The Mudcat Café TM
Thread #104457   Message #2145209
Posted By: GUEST,Tom Bliss
10-Sep-07 - 04:42 AM
Thread Name: She changed the words to Raglan Road
Subject: RE: She changed the words to Raglan Road
Sorry if I've bored you Steve. I love dissecting songs and forget that others may be squeamish :-) My apologies. May I humbly suggest you just skip right over my ramblings (easy to spot, they're the long ones!)?

And sorry for not posting the whole poem earlier Charley. I was assuming that everyone here knew it from the threads above (where others have made similar points to mine in the past). An error on my part.

But now we have it to hand, may I just point out the internal rhyming scheme - which I think undermines the suggestion that PK had DotD (or indeed any other tune) in mind when he wrote it?

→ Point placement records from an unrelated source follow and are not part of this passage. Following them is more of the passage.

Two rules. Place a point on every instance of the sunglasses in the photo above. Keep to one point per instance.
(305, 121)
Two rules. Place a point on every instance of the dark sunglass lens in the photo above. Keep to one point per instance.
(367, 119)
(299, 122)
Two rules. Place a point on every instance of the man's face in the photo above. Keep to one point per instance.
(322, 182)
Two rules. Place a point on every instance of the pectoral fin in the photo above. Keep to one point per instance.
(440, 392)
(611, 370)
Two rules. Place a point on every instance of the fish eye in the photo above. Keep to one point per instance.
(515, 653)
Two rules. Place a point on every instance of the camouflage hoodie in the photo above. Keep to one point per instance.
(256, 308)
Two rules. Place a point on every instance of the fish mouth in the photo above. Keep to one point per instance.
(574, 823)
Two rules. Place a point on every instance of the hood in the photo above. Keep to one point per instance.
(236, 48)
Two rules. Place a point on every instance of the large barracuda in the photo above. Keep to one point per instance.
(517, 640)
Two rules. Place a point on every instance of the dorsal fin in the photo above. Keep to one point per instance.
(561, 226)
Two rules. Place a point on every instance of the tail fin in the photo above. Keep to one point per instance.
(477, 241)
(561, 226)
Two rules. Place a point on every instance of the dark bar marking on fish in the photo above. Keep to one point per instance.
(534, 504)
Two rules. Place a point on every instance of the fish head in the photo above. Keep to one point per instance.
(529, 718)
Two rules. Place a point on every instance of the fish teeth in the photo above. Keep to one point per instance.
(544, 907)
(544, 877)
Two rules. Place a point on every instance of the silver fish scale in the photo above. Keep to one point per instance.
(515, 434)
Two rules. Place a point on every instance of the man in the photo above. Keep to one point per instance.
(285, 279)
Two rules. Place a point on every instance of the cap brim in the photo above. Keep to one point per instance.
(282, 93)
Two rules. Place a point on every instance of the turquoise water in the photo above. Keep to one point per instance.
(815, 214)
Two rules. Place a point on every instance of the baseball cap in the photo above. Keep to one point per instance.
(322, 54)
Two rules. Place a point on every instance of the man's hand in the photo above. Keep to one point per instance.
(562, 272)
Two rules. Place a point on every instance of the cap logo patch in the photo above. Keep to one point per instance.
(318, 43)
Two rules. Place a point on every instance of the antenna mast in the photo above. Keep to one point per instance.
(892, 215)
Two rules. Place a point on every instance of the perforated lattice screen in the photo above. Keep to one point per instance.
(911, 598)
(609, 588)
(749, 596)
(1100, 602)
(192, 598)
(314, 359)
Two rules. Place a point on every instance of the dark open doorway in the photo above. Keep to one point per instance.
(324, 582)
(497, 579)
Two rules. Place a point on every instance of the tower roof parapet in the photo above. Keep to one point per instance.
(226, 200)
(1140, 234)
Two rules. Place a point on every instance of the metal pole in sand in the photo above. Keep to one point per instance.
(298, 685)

Some lines don't comform at all, and I'm sure if he was humming DotD along, or anything like, he'd have written the beginning of verse three very differently. But if you don't try to put it in the metre of the song, the internal rhymes work perfectly, and the lack of them in some lines is not an issue at all. Nor are the stresses of the verse.

(I do find myself wondering if he changed the street to RR from ''Something' Way' perhaps, as he's worked so hard at most of the other internal rhymes, and not many writers would break their own system in the very first line, as it sets people off down the wrong road)!

Thereafter we have this pattern most of the time, (but not always on the beats where the phrases break in DotD):
AAB
CCB
DDE
FFE

On Raglan ROAD on an autumn DAY I met her first and knew (no internal rhyme)
That her dark HAIR would weave a SNARE that I might one day rue;
I saw the DANGER, yet I WALKED Along the enchanted way, (not a proper rhyme, might he have considered 'strayed' at some point? anyway it works fine on the page)
And I said, let GRIEF be a fallen LEAF at the dawning of the day.

On Grafton STREET in November WE Tripped lightly along the ledge (I like it sung like this, but it's not commonly done)
Of the deep raVINE where can be SEEN the worth of passion's pledge,
The Queen of HEARTS still making TARTS and I not making hay - (see what I mean about the humour? You almost need to wink at this point)
O I loved too MUCH and by such and SUCH is happiness thrown away.

I gave her gifts of the MIND I gave her the secret SIGN that's known (try singing this to DotD as it's written, fitting the rhymes into the tune where the other lines have them, then stretching 'that's known' over 8 beats - eeek!)
To the artists WHO have known the TRUE gods of sound and stone (again, try singing it like this aaaaagh!)
And word and TINT. I did not STINT for I gave her poems to say.
With her own name THERE and her own dark HAIR like clouds over fields of May

On a quiet STREET where old ghosts MEET I see her walking now
Away from ME so hurriedLY my reason must allow
That I had WOOED not as I SHOULD a creature made of clay - (it's a shame so many change it to 'loved' when 'wooed' rhymes)
When the angel WOOS the clay he'd LOSE his wings at the dawn of day.

Given the syllable count between all these rhymes (and the normal ones at the end of the lines), could PK really have had any tune in mind? Or was he writing free poetry? I think he was - because it's beautiful and unfettered on the page.

I also agree entirely about a sense of absurdity, of self-depricating irony and wry humour, which doesn't come over in the DotD song because the tune imposes a tragic mood on the words. The tune, while beautiful, is ponderous, and I don't think the poem is.

Anyway I've taken up enough of your time. Thanks for having me!